Give money to poor guy, take all the money from rich guy and see where they are in in 5 years. Chances are they'll be back to their original platoes.
I have a friend like this. She is successful, has an Ivy League degree in engineering and has very high income. But she grew up poor and makes terrible financial decisions. They largely seem outside of her control.
I speculate that growing up in poverty is not the cause of behavior; rather it's the reverse. Her family behaves in particular ways that make them poor and she has inherited those traits, either biologically or environmentally. From talking with her about how her family operates, this seems to be true. They have very low income but buy a new 4K HD TV every year along with trading up their vehicles to new models. They manage everything by an ever expanding debt load collateralized on their house/credit cards. I don't think these behaviors are 'breakable' because they aren't habits. It's almost like they are built into the default mode network.
In situations like this, when you can observe your behavior as something beyond your control, the best bet is to influence your environment rather than your behavior. Put your money beyond your easy reach (401k, IRA, pay down mortgage early etc.)
I personally struggle with eating behavior that is beyond my control. The only way I've been able to successfully control it is to put a lock on my kitchen cabinet that I don't have the combo to. This acts as a big moderator that gets me through the self destructive impulse periods.
>my first world poor friends...are all bad with money
This is a well documented phenomenon.[0][1] The state of being in poverty has a significant effect on your cognitive processes evaluating risk and reward and future planning. For people who grew up in poverty, those programmed biases can be extremely challenging to overcome and limit their upward mobility. There's also the aphorism that it's "expensive to be poor." The boots metaphor and all that.
As to building wealth at a good rate, doing that from a state of relative stability vs a state of relative poverty are two entirely different scopes. "Escaping poverty requires almost 20 years with nothing going wrong." When 5 years of savings can be wiped out by a car repair that means you can't get to your job, you can lose 5 years of progress in one bad event.[2] The problem with that statement is whether it "is possible to live within your means." It can be exceptionally challenging and complicated to live within your means while impoverished but still move upwards and respond to emergencies and disasters. And it's doubly much to ask that kind of complex planning from someone affected by the deleterious cognitive effects of poverty documented above.

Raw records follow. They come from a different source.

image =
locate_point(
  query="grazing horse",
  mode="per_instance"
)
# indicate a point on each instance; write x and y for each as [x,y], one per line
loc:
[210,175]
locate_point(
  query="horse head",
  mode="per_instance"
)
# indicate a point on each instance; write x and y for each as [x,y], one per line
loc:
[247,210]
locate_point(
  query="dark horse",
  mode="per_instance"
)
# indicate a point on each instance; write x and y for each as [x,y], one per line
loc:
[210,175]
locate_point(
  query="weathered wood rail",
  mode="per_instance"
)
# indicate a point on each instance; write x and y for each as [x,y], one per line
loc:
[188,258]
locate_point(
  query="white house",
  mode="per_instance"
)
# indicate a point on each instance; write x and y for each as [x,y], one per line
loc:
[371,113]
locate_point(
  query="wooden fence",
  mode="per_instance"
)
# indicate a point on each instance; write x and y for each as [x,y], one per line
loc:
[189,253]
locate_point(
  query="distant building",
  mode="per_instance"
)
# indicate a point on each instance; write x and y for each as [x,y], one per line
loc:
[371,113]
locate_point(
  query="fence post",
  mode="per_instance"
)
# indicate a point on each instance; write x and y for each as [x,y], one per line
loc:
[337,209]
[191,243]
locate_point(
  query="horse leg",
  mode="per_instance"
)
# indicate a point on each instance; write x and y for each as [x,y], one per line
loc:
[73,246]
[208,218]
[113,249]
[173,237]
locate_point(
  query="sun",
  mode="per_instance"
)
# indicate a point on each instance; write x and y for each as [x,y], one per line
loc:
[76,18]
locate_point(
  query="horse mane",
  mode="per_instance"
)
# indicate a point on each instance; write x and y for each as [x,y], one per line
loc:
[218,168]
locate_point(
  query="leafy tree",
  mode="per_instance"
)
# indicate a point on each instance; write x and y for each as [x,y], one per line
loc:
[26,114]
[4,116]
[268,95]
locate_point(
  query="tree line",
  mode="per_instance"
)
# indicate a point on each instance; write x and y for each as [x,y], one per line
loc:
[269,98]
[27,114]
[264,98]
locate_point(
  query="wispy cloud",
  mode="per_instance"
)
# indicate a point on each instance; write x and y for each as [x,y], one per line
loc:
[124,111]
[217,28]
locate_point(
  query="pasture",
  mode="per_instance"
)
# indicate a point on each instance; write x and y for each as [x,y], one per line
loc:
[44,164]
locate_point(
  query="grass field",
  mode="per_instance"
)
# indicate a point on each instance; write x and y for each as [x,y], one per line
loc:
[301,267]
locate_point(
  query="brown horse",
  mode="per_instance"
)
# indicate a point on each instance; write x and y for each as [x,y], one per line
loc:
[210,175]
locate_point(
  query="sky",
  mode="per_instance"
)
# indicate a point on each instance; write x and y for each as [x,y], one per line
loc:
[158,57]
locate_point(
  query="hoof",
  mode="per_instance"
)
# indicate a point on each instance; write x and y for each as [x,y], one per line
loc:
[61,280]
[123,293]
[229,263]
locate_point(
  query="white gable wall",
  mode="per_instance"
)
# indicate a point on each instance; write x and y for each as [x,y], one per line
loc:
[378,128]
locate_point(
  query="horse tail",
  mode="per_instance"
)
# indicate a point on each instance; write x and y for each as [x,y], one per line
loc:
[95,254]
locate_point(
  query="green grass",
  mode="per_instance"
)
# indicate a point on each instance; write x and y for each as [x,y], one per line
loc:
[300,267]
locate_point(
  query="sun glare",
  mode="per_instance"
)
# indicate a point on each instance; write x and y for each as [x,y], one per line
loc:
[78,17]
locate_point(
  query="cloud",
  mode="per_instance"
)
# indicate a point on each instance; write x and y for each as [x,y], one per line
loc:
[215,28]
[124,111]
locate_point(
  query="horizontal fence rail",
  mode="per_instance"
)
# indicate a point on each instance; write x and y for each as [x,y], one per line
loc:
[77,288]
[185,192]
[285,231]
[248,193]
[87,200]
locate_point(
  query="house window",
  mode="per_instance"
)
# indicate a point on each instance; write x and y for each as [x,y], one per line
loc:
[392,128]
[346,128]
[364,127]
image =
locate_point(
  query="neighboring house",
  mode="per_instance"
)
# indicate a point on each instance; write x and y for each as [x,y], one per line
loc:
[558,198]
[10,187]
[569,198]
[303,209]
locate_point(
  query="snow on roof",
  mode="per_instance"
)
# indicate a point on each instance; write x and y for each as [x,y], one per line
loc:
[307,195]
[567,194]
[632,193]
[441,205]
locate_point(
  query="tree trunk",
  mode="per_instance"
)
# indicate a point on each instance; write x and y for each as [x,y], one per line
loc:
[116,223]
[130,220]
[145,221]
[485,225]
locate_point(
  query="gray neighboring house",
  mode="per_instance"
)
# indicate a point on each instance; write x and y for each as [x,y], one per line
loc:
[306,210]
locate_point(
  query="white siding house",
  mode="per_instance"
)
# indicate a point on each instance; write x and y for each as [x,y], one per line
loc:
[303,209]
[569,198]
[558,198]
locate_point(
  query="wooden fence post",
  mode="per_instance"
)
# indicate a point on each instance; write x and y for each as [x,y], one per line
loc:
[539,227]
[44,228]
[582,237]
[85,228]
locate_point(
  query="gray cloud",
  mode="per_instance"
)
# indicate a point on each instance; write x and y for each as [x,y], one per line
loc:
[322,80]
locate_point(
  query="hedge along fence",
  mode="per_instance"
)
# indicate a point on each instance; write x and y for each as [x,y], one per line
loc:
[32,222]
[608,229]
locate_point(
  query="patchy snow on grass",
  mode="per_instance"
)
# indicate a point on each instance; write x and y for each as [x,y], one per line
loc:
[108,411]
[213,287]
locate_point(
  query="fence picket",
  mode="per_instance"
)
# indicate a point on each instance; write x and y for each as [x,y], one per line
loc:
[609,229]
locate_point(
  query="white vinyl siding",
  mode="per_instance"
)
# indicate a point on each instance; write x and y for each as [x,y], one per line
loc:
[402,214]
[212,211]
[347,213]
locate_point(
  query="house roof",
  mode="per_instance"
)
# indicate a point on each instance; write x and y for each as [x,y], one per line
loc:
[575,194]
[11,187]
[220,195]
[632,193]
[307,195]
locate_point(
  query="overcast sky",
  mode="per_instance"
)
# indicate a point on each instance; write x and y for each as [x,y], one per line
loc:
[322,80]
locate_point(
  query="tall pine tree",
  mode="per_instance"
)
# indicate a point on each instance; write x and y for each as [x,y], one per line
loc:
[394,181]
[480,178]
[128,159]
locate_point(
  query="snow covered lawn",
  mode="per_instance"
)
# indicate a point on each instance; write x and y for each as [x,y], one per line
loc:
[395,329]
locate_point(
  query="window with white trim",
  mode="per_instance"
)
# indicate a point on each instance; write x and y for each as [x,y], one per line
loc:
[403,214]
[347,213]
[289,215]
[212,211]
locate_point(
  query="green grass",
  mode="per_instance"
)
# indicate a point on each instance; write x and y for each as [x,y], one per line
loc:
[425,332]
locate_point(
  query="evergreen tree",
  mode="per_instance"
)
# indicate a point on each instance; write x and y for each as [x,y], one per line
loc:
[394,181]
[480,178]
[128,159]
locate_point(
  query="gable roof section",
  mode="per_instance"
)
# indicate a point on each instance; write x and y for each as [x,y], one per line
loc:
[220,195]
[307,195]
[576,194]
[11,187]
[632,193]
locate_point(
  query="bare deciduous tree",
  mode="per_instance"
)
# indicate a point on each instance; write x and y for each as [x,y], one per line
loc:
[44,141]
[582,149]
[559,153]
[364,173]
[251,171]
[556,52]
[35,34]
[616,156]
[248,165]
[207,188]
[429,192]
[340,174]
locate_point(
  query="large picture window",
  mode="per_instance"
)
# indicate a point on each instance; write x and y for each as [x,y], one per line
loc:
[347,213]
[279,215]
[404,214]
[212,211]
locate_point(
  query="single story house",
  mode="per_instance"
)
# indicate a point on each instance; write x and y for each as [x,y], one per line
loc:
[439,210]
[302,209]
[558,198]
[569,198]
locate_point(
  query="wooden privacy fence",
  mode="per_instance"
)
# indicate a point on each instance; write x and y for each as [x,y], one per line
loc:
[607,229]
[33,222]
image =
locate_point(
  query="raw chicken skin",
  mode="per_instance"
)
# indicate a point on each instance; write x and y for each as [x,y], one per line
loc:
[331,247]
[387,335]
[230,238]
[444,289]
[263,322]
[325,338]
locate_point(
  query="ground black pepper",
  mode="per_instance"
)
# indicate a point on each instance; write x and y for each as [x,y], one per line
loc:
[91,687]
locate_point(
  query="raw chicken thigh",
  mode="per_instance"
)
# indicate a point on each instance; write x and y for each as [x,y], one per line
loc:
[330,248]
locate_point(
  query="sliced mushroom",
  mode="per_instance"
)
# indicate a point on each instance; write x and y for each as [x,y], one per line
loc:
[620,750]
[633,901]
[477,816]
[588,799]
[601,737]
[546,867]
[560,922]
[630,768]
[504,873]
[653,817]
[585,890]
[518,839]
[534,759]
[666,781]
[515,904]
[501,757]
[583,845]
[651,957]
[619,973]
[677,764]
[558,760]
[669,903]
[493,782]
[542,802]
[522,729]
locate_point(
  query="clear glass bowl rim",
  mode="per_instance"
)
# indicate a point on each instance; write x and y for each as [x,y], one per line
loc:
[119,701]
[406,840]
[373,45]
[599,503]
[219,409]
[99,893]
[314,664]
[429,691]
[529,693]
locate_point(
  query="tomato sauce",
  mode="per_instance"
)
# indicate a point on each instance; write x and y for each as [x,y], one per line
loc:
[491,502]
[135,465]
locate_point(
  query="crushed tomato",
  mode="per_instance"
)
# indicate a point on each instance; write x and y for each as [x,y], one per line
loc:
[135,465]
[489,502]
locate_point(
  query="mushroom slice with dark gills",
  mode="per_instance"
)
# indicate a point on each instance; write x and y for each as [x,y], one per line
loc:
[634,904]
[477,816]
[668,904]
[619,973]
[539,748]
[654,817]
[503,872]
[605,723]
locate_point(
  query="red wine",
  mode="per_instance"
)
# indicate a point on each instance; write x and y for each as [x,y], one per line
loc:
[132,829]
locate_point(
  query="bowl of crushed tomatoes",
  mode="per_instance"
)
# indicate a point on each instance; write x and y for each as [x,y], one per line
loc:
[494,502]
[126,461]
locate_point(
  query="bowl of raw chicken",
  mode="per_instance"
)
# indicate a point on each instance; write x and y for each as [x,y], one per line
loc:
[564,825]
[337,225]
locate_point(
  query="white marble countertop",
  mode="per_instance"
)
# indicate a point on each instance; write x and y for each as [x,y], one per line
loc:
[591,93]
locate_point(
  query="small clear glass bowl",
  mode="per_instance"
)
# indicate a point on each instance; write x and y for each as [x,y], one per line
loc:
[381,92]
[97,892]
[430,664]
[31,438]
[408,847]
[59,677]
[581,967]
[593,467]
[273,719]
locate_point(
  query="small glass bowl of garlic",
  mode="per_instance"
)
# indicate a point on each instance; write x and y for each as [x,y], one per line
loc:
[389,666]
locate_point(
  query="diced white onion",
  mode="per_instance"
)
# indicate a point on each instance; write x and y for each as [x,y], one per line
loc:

more than that, what if you don't dislike who you are?
I grew up very poor, to the point of living in tents on the side of the river, living without electricity or water, etc (this is in the US).
fast forward 25+ years and I make more money than I could have ever fathomed. And yet, I still feel more comfortable living like I'm poor because the money is a security blanket. If left to my own devices could easily live off of 30k today, the only thing that stops me is my gf of 10+ years doesn't want to live like that. We've made compromises, one of them is we don't spend money willy-nilly without a strong justification.
You'll hear people talk about the tendencies of poor people who come into money and how they couldn't let it go, as if it's a negative thing. But you know what? fuck that, it's my strength.
I can't speak to your specific situation, I'm just commenting that I agree things that poor situations can sometimes give you strength and if not strength then maybe you as a person like who you are, don't feel the need to change because someone tells you to.